Reading #16: An Efﬁcient Graph-Based Symbol Recognizer (2006)

2010-12-14T05:41:00.005-06:00

by WeeSan Lee, Levent Burak Kara, Thomas F Stahovich

Comments: Ozgur

This paper takes a graph-based approach to sketch (symbol) recognition and explored several graph matching techniques. They compute many error metrics for matching graphs and represent symbols using graphs. They collected several types of symbols from some users and ran their 4 matching algorithms on the data, getting results in the mid- to high-90s for most algorithms.

_______

Some symbols can naturally be represented as graphs. We have seen that graph matching can yield high accuracy for appropriate shapes. I think that this could be one component of a good general purpose recognizer.

Reading #15: An Image-Based, Trainable Symbol Recognizer for Hand-drawn Sketches (2005)

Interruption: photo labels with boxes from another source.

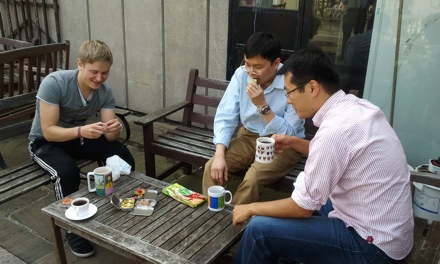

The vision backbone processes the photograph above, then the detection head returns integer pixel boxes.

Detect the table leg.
[50,218,67,264]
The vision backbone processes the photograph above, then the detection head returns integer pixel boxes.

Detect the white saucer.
[65,204,98,220]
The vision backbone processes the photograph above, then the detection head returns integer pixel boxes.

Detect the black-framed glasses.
[240,60,261,75]
[284,81,310,97]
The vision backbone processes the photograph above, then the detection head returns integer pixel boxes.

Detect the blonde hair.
[78,40,113,65]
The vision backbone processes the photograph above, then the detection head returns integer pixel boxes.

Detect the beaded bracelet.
[77,126,84,145]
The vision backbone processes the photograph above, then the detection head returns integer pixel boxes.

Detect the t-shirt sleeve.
[37,75,62,105]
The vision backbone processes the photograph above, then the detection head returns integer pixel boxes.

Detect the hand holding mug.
[208,185,232,212]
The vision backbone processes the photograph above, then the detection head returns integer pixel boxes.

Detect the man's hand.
[211,156,229,186]
[104,118,122,133]
[272,134,292,154]
[80,122,105,139]
[339,1,345,12]
[246,82,267,109]
[232,204,252,226]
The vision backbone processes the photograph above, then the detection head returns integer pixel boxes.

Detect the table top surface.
[42,172,245,263]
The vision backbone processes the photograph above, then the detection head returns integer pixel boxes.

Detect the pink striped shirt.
[292,91,414,259]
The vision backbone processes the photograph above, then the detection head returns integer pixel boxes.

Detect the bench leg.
[143,125,156,178]
[0,153,8,170]
[182,163,192,175]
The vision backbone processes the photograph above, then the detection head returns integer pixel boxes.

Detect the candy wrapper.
[162,183,206,208]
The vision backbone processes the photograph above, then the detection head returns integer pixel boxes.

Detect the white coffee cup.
[208,185,232,211]
[71,197,90,217]
[255,137,275,163]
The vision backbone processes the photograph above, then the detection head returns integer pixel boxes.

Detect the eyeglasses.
[284,81,310,97]
[240,60,261,75]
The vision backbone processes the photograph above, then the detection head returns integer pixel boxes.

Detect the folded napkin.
[162,183,206,208]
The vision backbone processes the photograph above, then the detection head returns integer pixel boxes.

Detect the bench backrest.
[0,41,70,139]
[182,69,229,128]
[0,37,38,52]
[0,41,70,99]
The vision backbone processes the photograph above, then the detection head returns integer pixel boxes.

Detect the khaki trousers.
[202,128,301,205]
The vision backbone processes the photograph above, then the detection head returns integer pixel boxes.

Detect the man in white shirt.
[233,47,414,264]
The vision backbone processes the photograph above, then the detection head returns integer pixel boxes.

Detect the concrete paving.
[0,112,287,264]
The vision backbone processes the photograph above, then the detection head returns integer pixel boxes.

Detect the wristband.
[77,126,84,145]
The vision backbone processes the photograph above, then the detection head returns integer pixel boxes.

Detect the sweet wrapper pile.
[162,183,206,208]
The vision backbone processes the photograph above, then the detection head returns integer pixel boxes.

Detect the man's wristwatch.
[258,105,270,115]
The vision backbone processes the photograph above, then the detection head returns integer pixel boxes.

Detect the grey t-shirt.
[29,70,115,141]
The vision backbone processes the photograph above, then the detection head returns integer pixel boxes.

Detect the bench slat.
[157,132,215,151]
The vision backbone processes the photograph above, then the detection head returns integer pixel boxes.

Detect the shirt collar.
[245,63,284,94]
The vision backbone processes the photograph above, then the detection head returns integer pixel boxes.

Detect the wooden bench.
[134,69,312,191]
[0,41,70,168]
[0,37,38,52]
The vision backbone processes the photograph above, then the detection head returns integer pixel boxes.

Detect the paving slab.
[0,247,26,264]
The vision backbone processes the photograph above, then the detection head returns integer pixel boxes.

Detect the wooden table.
[42,172,245,263]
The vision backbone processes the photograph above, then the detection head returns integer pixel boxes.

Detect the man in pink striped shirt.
[233,47,414,264]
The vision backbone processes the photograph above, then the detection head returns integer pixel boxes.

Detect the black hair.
[277,45,340,94]
[244,32,281,63]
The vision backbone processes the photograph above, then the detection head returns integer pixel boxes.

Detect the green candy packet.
[162,183,206,208]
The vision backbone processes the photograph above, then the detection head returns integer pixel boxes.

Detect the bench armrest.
[134,101,191,126]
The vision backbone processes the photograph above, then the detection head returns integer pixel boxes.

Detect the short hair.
[277,45,340,94]
[244,32,281,63]
[78,40,113,65]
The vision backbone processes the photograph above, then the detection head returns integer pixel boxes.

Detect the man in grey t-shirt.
[29,40,135,257]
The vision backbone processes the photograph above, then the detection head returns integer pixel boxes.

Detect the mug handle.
[225,190,232,204]
[87,172,96,192]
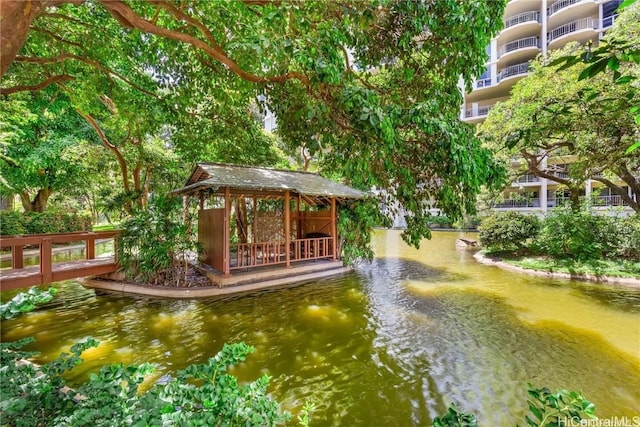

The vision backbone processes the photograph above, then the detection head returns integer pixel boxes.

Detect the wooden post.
[222,186,231,276]
[84,237,96,259]
[40,237,53,284]
[11,246,24,268]
[331,197,338,261]
[284,190,291,268]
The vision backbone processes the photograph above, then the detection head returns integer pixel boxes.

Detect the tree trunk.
[20,188,53,212]
[0,0,84,78]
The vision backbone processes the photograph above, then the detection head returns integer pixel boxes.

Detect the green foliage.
[0,211,25,236]
[431,384,597,427]
[429,215,453,228]
[617,214,640,260]
[4,0,506,251]
[479,30,640,211]
[535,207,620,260]
[0,211,92,236]
[0,338,98,427]
[117,196,198,286]
[0,287,58,320]
[431,404,478,427]
[478,211,540,249]
[525,384,597,427]
[0,339,290,427]
[338,198,388,264]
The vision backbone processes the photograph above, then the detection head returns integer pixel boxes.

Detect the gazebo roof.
[171,163,365,203]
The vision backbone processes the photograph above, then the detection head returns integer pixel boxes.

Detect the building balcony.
[498,11,541,41]
[513,173,540,187]
[463,105,493,123]
[498,62,531,83]
[493,197,540,209]
[600,15,618,31]
[593,195,629,206]
[547,0,598,28]
[473,77,491,89]
[498,37,540,58]
[547,18,599,49]
[498,37,540,67]
[502,10,540,31]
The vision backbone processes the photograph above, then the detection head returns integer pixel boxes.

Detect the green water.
[2,231,640,426]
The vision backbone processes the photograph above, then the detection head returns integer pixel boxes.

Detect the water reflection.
[2,231,640,426]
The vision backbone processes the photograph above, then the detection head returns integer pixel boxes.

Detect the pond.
[2,230,640,426]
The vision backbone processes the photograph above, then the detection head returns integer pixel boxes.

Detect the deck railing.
[0,230,120,290]
[503,11,540,29]
[229,237,333,270]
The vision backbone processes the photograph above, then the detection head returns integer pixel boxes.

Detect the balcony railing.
[499,37,540,56]
[464,105,493,119]
[498,62,530,81]
[547,0,581,16]
[547,18,598,42]
[475,77,491,89]
[503,11,540,29]
[493,198,540,208]
[593,195,629,206]
[602,15,618,30]
[513,173,540,184]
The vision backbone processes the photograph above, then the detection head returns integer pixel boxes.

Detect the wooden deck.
[0,257,118,291]
[82,260,351,298]
[0,231,118,291]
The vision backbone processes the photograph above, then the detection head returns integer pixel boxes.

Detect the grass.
[500,253,640,279]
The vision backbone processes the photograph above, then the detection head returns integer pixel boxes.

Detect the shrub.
[536,207,618,260]
[0,211,24,236]
[617,214,640,259]
[0,211,92,236]
[117,196,199,286]
[429,215,453,228]
[478,212,540,250]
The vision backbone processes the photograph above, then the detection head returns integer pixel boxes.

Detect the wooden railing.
[234,237,333,270]
[0,230,120,291]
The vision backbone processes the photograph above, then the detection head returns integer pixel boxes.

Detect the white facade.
[460,0,637,215]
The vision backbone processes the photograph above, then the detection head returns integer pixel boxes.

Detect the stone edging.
[79,267,351,298]
[473,252,640,288]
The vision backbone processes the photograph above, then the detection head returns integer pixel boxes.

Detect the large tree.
[0,90,96,212]
[479,39,640,212]
[0,0,505,243]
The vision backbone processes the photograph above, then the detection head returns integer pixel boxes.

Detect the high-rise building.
[461,0,638,213]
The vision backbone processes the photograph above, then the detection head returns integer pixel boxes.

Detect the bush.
[0,211,92,236]
[0,211,24,236]
[478,212,540,250]
[617,214,640,259]
[536,207,619,260]
[117,196,199,286]
[428,215,453,228]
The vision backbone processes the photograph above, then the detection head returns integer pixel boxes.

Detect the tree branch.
[0,74,75,95]
[100,0,309,87]
[15,53,160,99]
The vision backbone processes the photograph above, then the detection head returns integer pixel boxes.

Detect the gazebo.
[172,163,365,276]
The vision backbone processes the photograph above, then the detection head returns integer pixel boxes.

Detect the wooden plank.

2010-12-14T05:28:00.008-06:00

by Levent Burak Kara, Thomas F Stahovich

Comments: Jonathan

This paper takes an image-based approach to sketch recognition using an ensemble classifier consisting of four different classifiers. They want a system that can recognize sketches very fast (real time for interaction) and that is also rotation invariant (using a fast polar coordinate technique).

This paper really focuses on the sketch interface and making it an attractive alternative to paper. To be a viable alternative, interaction (and therefore recognition) must be able to occur in real-time with no interruptions to the user. They also want to be able to recognize many shapes as well as "sketchy" shapes.

They used 20 shapes collected from some users. They achieved recognition rates in the mid to high 90s.

_______

This is a good paper for an introduction to image-based approaches. It is also useful for understanding sketch interfaces. Considering the year (2005), the sketches were recognized very quickly and would be recognized even faster on today's machines.

Reading #14: Using Entropy to Distinguish Shape Versus Text in Hand-Drawn Diagrams (2009)

2010-12-14T05:22:00.003-06:00

by Akshay Bhat and Tracy Hammond

Comments: Ayden

The authors propose that entropy rates are higher for text strokes than for non-text strokes and attempt to separate shapes from text using this idea. They achieved a 92% recognition rate. They define entropy, calculate entropy for all letters of the alphabet, and perform classification on collected sketches.

_______

I agree that text shapes have high entropy, and it is interesting to note that this approach has not been taken earlier in the history of sketch recognition. Obviously some primitive shapes, such as circle and rectangle, will have lower entropy than text, but what about helixes or more complex shapes? This might be good in some diagramming domains.

Reading #13: Ink Features for Diagram Recognition

2010-12-14T05:04:00.008-06:00

by Rachel Patel, Beryl Plimmer, John Grundy, and Ross Ihaka

Comments: Jianjie

This paper aims to perform more accurate diagram recognition by performing a statistical analysis of features used for recognizing various diagram components from sketched samples. This is pretty much an introduction to some of the important concepts in sketch recognition and illustrates some general approaches to sketch recognition. The paper particularly focuses on shape vs. text.

The authors took 46 features grouped into 7 categories. They collected some sketches from 26 participants which contained some diagram elements and text. They used a statistical partitioning technique to find which features can best split the strokes into shape or text strokes and then constructed decision trees with significant features toward the start of the tree.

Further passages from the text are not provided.